MEMO PAD
Byline: Lisa Lockwood / With contributions from Jacob Bernstein
Versace Night Live: “I’m sort of a frustrated fashionista,” says “Saturday Night Live’s” Maya Rudolph. “I went to Parsons for a little while but chickened out on the fashion thing.” Apparently the fashion experience has come in handy. She’s turned it into a Donatella Versace sketch that started in December and was reprised on this weekend’s show.
In the latest Versace installment last Saturday — which followed one last December where Mick Jagger appeared as Karl Lagerfeld — Ian McKellen played Yves Saint Laurent and told Versace, among other things that “she smells like diesel fuel.” Rudolph flashes her underwear and asks him, “What does an old queen do when he retires?”
So has Donatella responded? “We just heard the other day that she wants to be in the next sketch, which is very exciting. Tell her to come on down. We’re dying to have her.”
TALK BY THE POUND: Those wondering what the March issue of Talk looked like can wonder no more. Holly Millea’s cover story on Courtney Love has been picked up by Entertainment Weekly (where it will appear next week) and British style bible The Face, which turned it into its April cover. But there’s one thing readers won’t see: a stunning portrait of Love with daughter Frances Bean shot by Jean Baptiste Mondino.
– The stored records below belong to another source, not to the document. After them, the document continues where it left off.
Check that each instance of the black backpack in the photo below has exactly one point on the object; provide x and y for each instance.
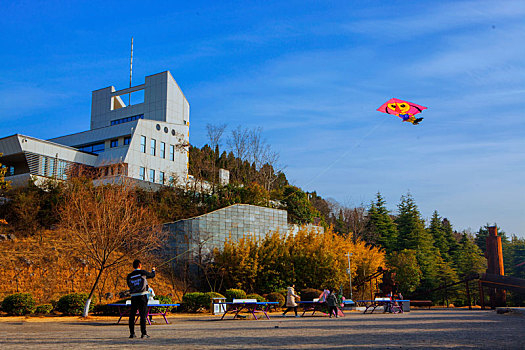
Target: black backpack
(136, 284)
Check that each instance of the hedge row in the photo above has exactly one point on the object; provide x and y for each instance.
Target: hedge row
(73, 304)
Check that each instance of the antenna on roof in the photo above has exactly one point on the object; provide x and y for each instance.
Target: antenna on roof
(130, 71)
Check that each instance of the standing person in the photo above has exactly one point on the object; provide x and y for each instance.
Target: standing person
(138, 285)
(332, 302)
(290, 300)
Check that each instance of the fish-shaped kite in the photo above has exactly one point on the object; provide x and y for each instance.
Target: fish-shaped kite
(403, 109)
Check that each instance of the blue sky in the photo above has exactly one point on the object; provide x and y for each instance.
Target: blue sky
(312, 74)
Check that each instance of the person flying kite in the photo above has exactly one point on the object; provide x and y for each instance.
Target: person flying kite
(403, 109)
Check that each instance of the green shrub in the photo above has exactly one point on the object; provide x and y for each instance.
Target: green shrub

Love wouldn’t allow the shot to be published.
The Love article is not the only indication that Talk finally had, to quote its former editor’s favorite word, buzz. Last week’s Audit Bureau figures showed the magazine’s readership was up a healthy 22 percent in subscriptions and 5.7 percent in newsstand sales in the last six months, just prior to Hearst publisher Cathie Black’s showing up at Talk’s offices in late January in a perky ponyskin jacket and announcing to the magazine’s 80-odd staffers that they’d be joining the unemployment line.
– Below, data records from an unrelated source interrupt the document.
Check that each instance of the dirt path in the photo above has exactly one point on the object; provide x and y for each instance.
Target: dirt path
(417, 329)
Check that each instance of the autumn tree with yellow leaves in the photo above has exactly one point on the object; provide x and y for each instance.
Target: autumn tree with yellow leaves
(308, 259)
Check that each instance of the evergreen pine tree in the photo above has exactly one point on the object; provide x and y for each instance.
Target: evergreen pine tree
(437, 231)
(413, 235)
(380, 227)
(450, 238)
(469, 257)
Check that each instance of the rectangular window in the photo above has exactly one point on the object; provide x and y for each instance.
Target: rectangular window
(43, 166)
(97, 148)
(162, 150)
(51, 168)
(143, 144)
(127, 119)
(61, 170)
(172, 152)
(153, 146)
The numbers bode well for Talk’s former editorial director Maer Roshan, who is in talks with David Pecker of American Media about helming his own magazine. Roshan isn’t talking, but at a Media Bistro event for gay editors at mainstream magazines last week a slew of his former staffers, some of whom are rumored to be working with Roshan on his magazine, showed up to hear their old boss, including Andrew Lee and Laura Brown (no relation to Tina.) No word on design director Rina Migliaccio’s whereabouts. Perhaps she was home working on the mock-up.
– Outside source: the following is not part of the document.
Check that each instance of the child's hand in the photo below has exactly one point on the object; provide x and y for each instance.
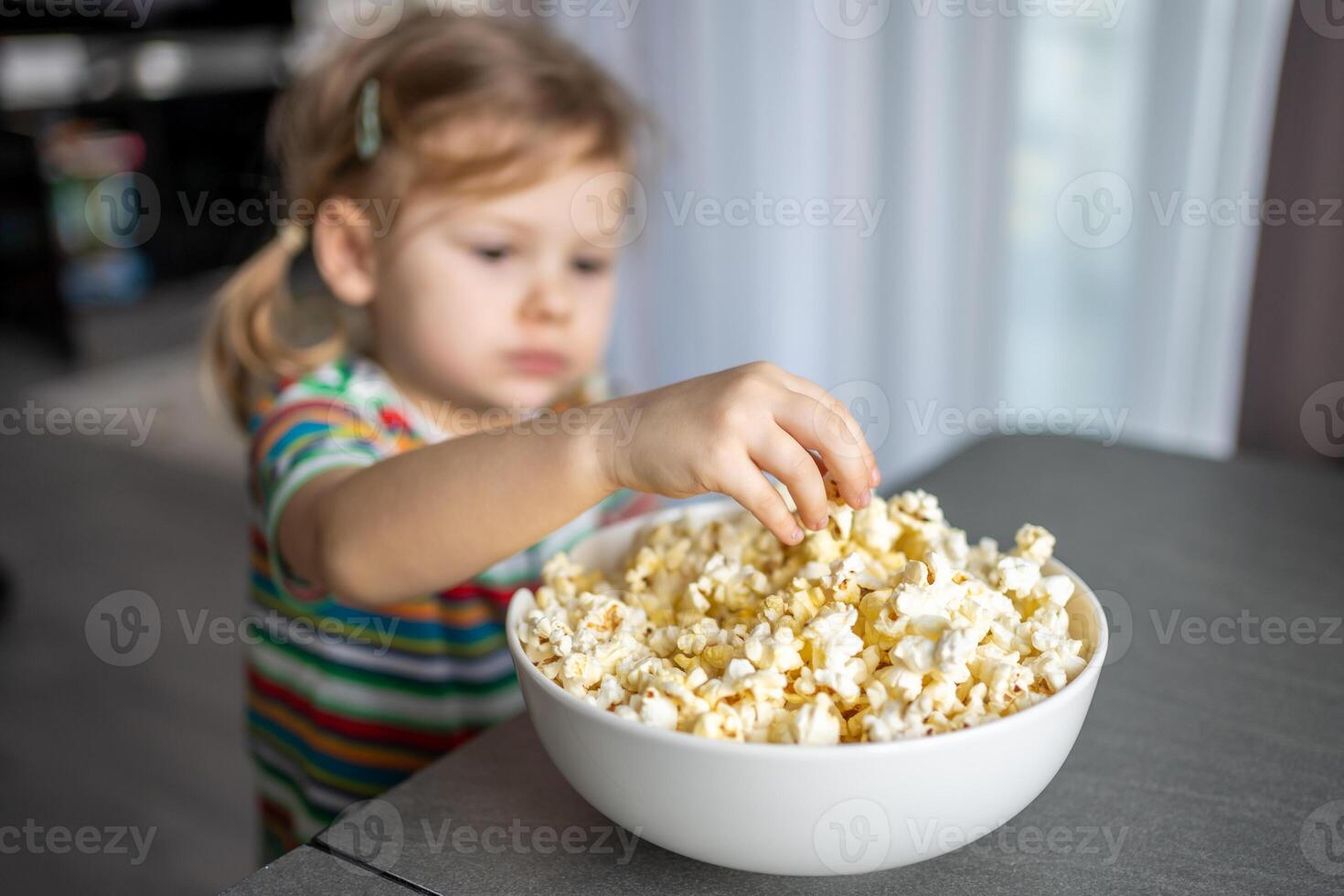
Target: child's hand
(718, 432)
BLYTH’S NEW ROLE: Myrna Blyth, who has served as editor in chief of Ladies’ Home Journal for more than 20 years, as well as editor in chief of More, has been named editorial director of Meredith Corp.’s New York-based magazines and new product development.
In her new role, Blyth will oversee editorial for LHJ and More magazines, as well as new products, among them Living Room, a lifestyle magazine for a younger demographic.
Succeeding Blyth as editor in chief of More is current editor Susan Crandall. She has been with More since its August 1998 launch and, before that, served as executive editor of LHJ. A search for a new editor in chief for LHJ is under way.